Ia menyebut, keberhasilan itu tidak lepas dari kerja berlapis tim penyidik serta dukungan masyarakat. “Keberhasilan ini merupakan kerja keras tim dan dukungan dari semua pihak,” ujarnya.
Meski demikian, polisi belum membuka identitas dua orang yang telah diamankan. Anita hanya memastikan bahwa penyidikan masih terus berjalan untuk menelusuri kemungkinan keterlibatan pihak lain.
“Untuk saat ini baru dua orang yang kami amankan. Tim masih bekerja di lapangan,” tambahnya.”

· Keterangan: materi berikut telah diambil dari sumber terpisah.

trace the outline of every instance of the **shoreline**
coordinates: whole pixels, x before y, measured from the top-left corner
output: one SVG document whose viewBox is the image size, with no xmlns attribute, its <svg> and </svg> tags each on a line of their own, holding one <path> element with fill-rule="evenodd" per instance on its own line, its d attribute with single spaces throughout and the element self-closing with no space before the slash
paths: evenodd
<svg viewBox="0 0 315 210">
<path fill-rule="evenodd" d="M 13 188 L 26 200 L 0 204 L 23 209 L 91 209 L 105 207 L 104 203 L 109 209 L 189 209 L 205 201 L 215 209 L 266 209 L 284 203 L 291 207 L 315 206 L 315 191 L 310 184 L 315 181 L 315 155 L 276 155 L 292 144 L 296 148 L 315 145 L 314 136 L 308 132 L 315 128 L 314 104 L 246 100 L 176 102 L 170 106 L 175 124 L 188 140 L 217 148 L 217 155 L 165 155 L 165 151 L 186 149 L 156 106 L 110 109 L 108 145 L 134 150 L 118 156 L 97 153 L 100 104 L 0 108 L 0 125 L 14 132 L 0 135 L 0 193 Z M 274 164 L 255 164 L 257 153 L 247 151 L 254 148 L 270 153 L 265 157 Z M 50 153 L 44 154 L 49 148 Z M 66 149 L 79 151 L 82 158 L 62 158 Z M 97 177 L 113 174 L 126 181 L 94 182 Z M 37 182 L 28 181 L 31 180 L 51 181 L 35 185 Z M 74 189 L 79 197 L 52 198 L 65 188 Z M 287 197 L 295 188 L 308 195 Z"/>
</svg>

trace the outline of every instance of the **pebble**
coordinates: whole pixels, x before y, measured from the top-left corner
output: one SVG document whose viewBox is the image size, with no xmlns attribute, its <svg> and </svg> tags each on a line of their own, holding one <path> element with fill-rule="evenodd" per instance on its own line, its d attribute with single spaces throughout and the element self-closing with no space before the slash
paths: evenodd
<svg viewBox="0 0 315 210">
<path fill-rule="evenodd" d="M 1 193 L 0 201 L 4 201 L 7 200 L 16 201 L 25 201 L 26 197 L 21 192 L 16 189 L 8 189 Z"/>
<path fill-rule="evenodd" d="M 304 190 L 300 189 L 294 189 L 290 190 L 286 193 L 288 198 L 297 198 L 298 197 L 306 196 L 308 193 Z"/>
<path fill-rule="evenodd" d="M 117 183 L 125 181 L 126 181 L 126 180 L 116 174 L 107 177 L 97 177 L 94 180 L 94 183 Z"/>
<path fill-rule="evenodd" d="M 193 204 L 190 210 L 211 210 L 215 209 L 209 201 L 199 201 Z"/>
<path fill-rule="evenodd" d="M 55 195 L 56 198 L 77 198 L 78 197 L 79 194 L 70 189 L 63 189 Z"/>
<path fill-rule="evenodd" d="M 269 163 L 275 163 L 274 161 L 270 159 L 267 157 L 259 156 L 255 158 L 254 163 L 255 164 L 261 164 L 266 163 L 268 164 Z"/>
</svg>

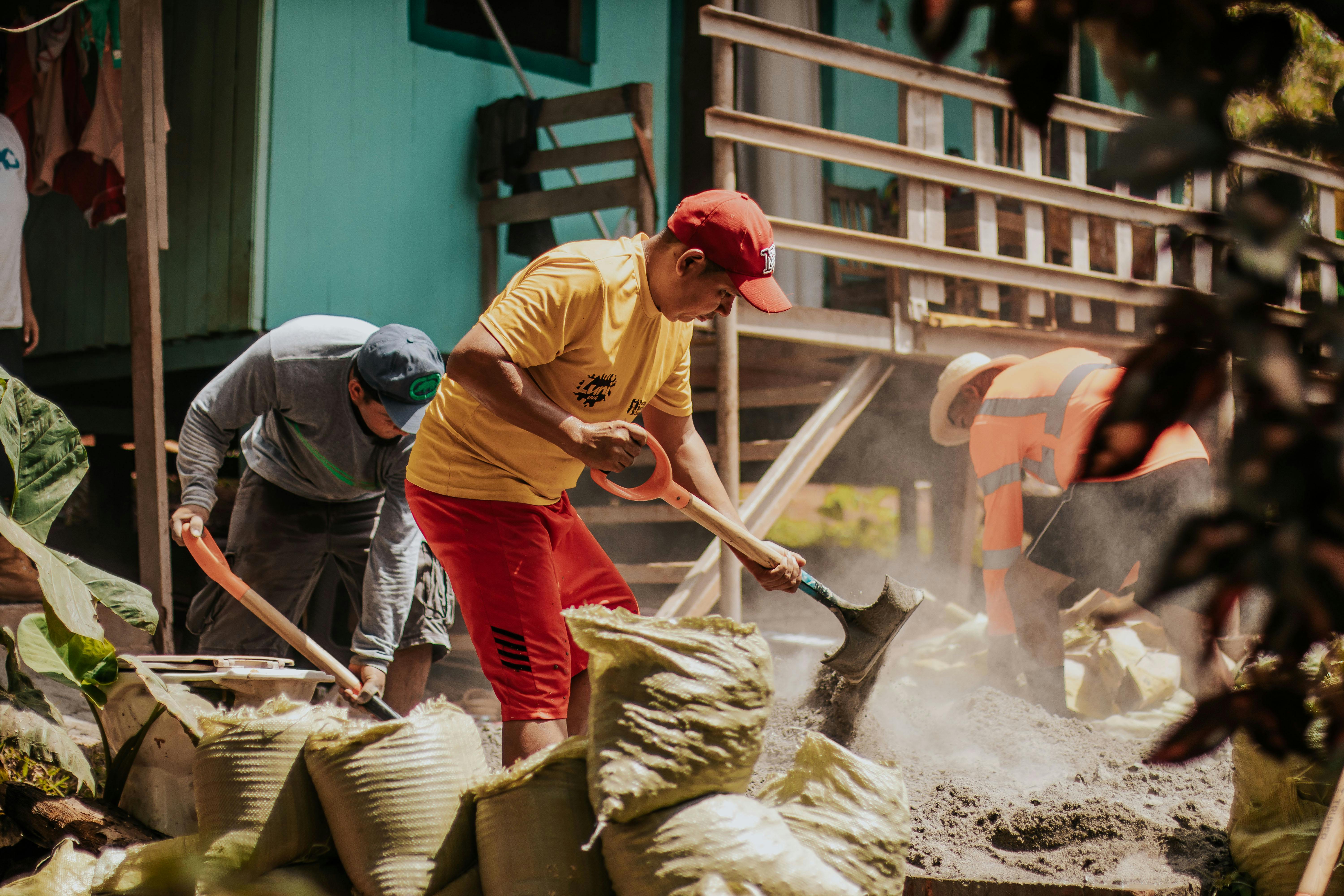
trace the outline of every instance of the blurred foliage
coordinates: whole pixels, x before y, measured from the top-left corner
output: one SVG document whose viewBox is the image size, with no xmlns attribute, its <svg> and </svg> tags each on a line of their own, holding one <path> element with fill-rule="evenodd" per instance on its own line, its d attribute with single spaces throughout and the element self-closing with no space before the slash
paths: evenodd
<svg viewBox="0 0 1344 896">
<path fill-rule="evenodd" d="M 1138 95 L 1146 117 L 1110 141 L 1103 177 L 1145 193 L 1227 173 L 1226 208 L 1192 211 L 1172 230 L 1177 251 L 1189 239 L 1214 249 L 1212 293 L 1171 289 L 1159 334 L 1124 363 L 1081 478 L 1134 470 L 1168 426 L 1207 412 L 1231 387 L 1238 416 L 1216 467 L 1223 497 L 1175 539 L 1148 603 L 1204 595 L 1212 661 L 1212 635 L 1241 598 L 1262 592 L 1270 609 L 1258 650 L 1275 660 L 1206 695 L 1153 760 L 1199 756 L 1236 729 L 1274 756 L 1320 744 L 1340 758 L 1344 688 L 1302 661 L 1344 631 L 1344 314 L 1333 301 L 1302 312 L 1286 300 L 1304 253 L 1337 275 L 1344 251 L 1305 227 L 1316 187 L 1266 169 L 1249 176 L 1231 159 L 1247 138 L 1344 160 L 1344 1 L 917 0 L 911 30 L 941 58 L 981 5 L 991 7 L 982 59 L 1008 79 L 1024 121 L 1047 124 L 1079 32 L 1117 91 Z"/>
<path fill-rule="evenodd" d="M 1278 91 L 1234 94 L 1227 103 L 1227 126 L 1238 140 L 1274 145 L 1262 132 L 1278 121 L 1312 122 L 1332 116 L 1331 101 L 1344 86 L 1344 44 L 1304 9 L 1279 4 L 1245 4 L 1236 12 L 1278 9 L 1289 16 L 1297 32 L 1297 51 L 1289 59 Z M 1320 156 L 1320 152 L 1314 153 Z"/>
<path fill-rule="evenodd" d="M 900 537 L 899 506 L 899 489 L 833 485 L 814 513 L 790 506 L 766 537 L 789 548 L 862 548 L 890 557 Z"/>
</svg>

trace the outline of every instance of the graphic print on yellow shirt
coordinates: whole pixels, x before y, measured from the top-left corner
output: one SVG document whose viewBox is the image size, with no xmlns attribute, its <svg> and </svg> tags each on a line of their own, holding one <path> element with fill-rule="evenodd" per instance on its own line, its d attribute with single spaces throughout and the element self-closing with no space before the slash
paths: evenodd
<svg viewBox="0 0 1344 896">
<path fill-rule="evenodd" d="M 644 239 L 566 243 L 524 267 L 481 314 L 515 364 L 585 423 L 646 404 L 691 412 L 691 324 L 649 294 Z M 554 504 L 583 463 L 507 423 L 448 377 L 425 412 L 406 478 L 460 498 Z"/>
</svg>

Sejumlah kasus pembuangan bayi yang sebelumnya ditemukan tanpa identitas orang tua diduga memiliki keterkaitan dengan praktik aborsi ilegal. Polisi kini berupaya mengurai benang merah di antara kasus-kasus tersebut, termasuk kemungkinan adanya pola atau jaringan yang lebih luas.
Dalam konteks hukum di Indonesia, aborsi dilarang kecuali dalam kondisi medis darurat yang sangat terbatas, seperti untuk menyelamatkan nyawa ibu atau adanya kondisi janin yang berat. Di luar itu, praktik aborsi dapat berujung pada konsekuensi pidana.
Hingga kini, penyidik masih mendalami motif para terduga pelaku serta peran masing-masing dalam kasus tersebut. Polisi juga membuka kemungkinan adanya tersangka baru seiring perkembangan penyidikan.